Wouldn't it be better the count method to be designed in a way that it calls the __eq__ function of the (incoming) int object rather than of those in the list?
Write a better __eq__().
def __eq__(self, other):
    return isinstance(other, self.__class__) and other.model == self.model
Edit: I saw it too late. This answer is only related to comparison. tl;dr: Do not compare apples with bananas :-)

For comparison, you need the methods __lt__, __le__, __gt__, __ge__

How can you compare "BMW", "Mercedes", "Audi", "Volkswagen" with a float or integer? How to sort a list with these elements?

Example how you could do it, but shouldn't do it.
from functools import total_ordering


@total_ordering
class Car:
    def __init__(self, model):
        self.model = model

    def __gt__(self, other):
        """
        Always False until you find a solution to compare cars with numbers.
        """
        return False

    def __repr__(self):
        return f'{self.__class__.__name__}(model="{self.model}")'


class Bike(Car):
    pass


my_car = Car("Mercedes")
my_bike = Bike("Citybike")

# removed the str, becuase it does not make any sense to compare text to a number
my_list = [1, 3.14, 1, 0, 0, 1, my_car, my_bike]
my_list.sort()
print(my_list)
Output:
[Bike(model="Citybike"), Car(model="Mercedes"), 0, 0, 1, 1, 1, 3.14]
Deanhistad's idea looks like the way to go, however it is seldom a good idea to define an __eq__() method in a class in Python. I think the real question is why do you want to define this method? What's the use case for this? Among other issues, you won't be able to insert Car instances into sets or use them as dictionary keys.
(Mar-08-2025, 02:21 PM)Gribouillis Wrote: [ -> ]Deanhistad's idea looks like the way to go, however it is seldom a good idea to define an __eq__() method in a class in Python. I think the real question is why do you want to define this method? What's the use case for this?
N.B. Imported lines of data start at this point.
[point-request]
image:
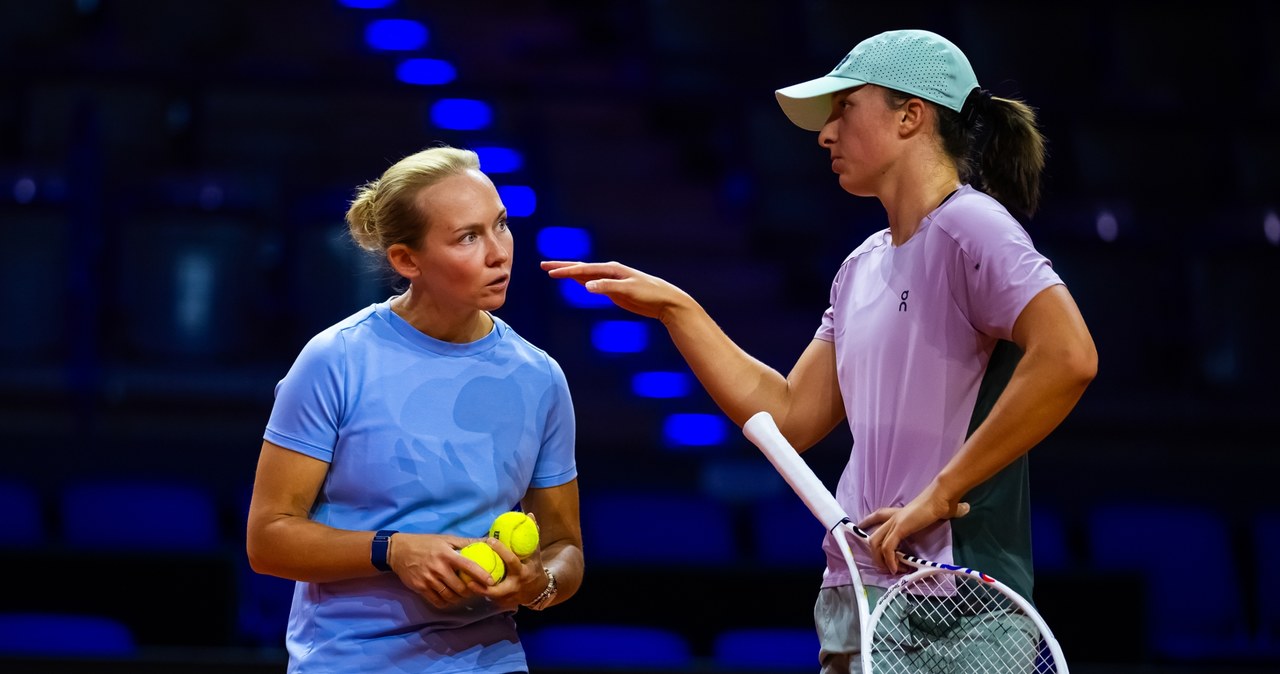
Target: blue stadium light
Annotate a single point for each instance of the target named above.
(1106, 225)
(620, 337)
(499, 159)
(661, 384)
(520, 200)
(563, 243)
(425, 72)
(24, 191)
(694, 430)
(396, 35)
(461, 114)
(576, 296)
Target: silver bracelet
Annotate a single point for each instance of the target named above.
(548, 595)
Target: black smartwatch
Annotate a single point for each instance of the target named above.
(382, 545)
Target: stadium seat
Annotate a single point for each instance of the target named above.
(49, 634)
(22, 525)
(766, 649)
(135, 514)
(1266, 548)
(681, 530)
(785, 533)
(599, 647)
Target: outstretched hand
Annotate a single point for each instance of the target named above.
(894, 525)
(629, 288)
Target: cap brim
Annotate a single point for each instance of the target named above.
(808, 104)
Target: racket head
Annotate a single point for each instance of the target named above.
(944, 620)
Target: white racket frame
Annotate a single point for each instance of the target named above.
(764, 434)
Among other issues, you won't be able to insert Car instances into sets or use them as dictionary keys.

The use case is to make a comparison based on your defined criteria.

c1 = Car('Mercedes')
c2 = Car('BMW')

print(c1 == c2)
In addition I might have a list of various objects.
(Mar-08-2025, 07:01 PM)Tsotne Wrote: [ -> ]The use case is to make a comparison based on your defined criteria.

c1 = Car('Mercedes')
c2 = Car('BMW')

print(c1 == c2)
In addition I might have a list of various objects.
If you need to compare cars based on the model, you can simply write the more explicit
print(c1.model == c2.model)
Also if you don't defineCar.__eq__(), the code thelist.count(1) will work because equality defaults to object identity.
Thank you all. This was a very simplified extract from a more complex implementation. However, I got the useful insights.